Insomma, la crisi è politica. E lo è - di qui la pericolosità - nel bel mezzo della più grande recessione economica dopo quella del 1907. Solo gli Stati Uniti hanno ripreso a crescere, ma con fatica e in un contesto di recessione europea e di decrescita asiatica e sudamericana. Tutto ciò indebolisce un ruolo europeo degli Usa (ad esclusione di quello militare antirusso), come documenta il dilagare della protervia tedesca. Nessuno nutre più dubbi che la Germania sia alla costante ricerca di sottrazioni di sovranità e di delegittimazione delle istituzioni europee ancora non completamente sotto il suo controllo, come è evidente dalle continue provocazioni indirizzate al governatore della Bce, Mario Draghi.



Anche la vicenda svizzera ci convince che la crisi europea è crisi politica e di divisione profonda tra le medie potenze del Continente.
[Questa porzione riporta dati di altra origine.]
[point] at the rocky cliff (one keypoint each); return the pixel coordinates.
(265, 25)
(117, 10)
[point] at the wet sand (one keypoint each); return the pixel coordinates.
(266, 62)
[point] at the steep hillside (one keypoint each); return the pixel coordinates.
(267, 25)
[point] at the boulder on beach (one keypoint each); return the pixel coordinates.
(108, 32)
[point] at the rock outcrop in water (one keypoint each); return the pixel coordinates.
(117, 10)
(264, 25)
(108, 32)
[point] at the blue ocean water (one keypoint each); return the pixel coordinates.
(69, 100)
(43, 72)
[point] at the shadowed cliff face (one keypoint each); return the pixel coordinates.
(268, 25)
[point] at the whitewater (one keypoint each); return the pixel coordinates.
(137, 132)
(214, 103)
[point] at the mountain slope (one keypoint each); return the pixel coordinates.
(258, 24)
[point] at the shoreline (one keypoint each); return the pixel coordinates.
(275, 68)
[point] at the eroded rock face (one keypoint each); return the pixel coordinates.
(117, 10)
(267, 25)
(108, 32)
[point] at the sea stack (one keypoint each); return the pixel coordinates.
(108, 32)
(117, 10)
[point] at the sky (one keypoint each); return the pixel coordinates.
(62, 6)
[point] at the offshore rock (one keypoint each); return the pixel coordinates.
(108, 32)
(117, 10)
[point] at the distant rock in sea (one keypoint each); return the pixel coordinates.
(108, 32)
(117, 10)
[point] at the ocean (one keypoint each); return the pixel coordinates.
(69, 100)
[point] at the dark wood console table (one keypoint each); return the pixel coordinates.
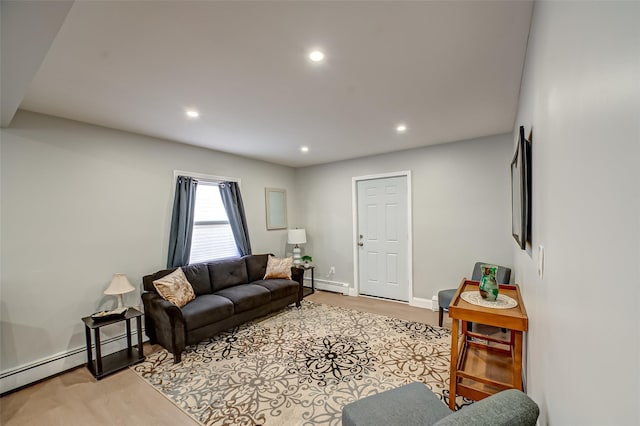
(111, 363)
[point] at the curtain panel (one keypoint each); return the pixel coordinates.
(232, 200)
(182, 222)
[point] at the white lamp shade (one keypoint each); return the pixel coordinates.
(119, 285)
(297, 236)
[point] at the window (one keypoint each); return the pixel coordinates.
(212, 235)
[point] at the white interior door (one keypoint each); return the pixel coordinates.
(383, 269)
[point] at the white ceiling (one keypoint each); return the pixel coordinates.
(450, 70)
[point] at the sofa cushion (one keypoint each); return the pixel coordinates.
(246, 297)
(205, 310)
(198, 276)
(279, 288)
(226, 273)
(147, 280)
(175, 288)
(256, 266)
(278, 268)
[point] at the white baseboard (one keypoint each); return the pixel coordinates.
(43, 368)
(419, 302)
(334, 286)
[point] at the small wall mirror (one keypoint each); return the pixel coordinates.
(276, 200)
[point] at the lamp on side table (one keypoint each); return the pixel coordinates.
(296, 236)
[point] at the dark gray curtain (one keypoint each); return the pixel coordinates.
(182, 222)
(232, 201)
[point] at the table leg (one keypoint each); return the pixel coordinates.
(139, 329)
(129, 349)
(517, 360)
(87, 335)
(98, 352)
(454, 365)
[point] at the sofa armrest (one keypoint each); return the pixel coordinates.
(507, 408)
(163, 321)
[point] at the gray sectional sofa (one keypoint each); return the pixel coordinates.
(228, 293)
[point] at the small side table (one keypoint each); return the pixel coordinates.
(305, 290)
(118, 360)
(483, 365)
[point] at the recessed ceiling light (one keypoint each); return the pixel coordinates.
(316, 56)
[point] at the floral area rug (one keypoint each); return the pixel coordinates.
(300, 366)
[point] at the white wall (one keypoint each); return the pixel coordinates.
(581, 95)
(461, 210)
(80, 203)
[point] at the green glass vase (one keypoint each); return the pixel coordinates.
(488, 284)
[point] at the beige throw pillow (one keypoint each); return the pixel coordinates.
(278, 268)
(175, 288)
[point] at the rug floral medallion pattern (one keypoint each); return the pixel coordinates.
(300, 366)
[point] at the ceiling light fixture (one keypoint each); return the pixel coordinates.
(316, 56)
Anzi, questa crisi dell’Europa prima di tutto politica si distingue per l’asse innaturale ma innegabile che si va formando tra la placida Svizzera e la turbolenta e piagata Grecia, chiamata a breve a un appuntamento elettorale che va perdendo la sua drammaticità per assumere il volto non più del populismo antieuro, ma di una diversa strada di condivisione dei destini non solo monetari dell’Europa.



La via della rinegoziazione dei debiti e della crescita che riduca le disuguaglianze sociali sono i temi centrali di Syritza e dei suoi dirigenti, e sono da intendersi come la più solida ancora di salvezza a fronte di una politica antieuropea che miri a tornare al regime degli Stati nazionali e delle svalutazioni competitive con la caduta che ne deriverebbe in un disordine monetario che non può che essere foriero di immani rischi proprio nei confronti della crescita.

Ciò che invece bisogna capire è che, una volta che la paralisi europea si è visibilmente radicata, l’elevata disoccupazione e la deflazione diventano una minaccia seria che può portare alla disgregazione sociale. Non solo tutte le previsioni della Bce e del Fmi si sono rivelate errate, ma tali errori prospettici si pensa ora di superarli solo con una politica di espansione monetaria e tassi tendenti allo zero che però non porterà a nulla di buono, perché si accompagna una spesa pubblica in declino e alla constante riduzione della domanda. E’ bene ribadirlo: la domanda perduta con la chiusura delle imprese non verrà più recuperata se non con un’ondata di investimenti.



La Banca centrale elvetica teme tutto questo e reagisce riducendo i pericoli che gravano per il peso che sulla stessa Svizzera esercita il “corpaccione” di una Europa in recessione, con un euro sempre più svalutato da deflazione recessiva e che perciò segnala uno stato febbrile pericoloso.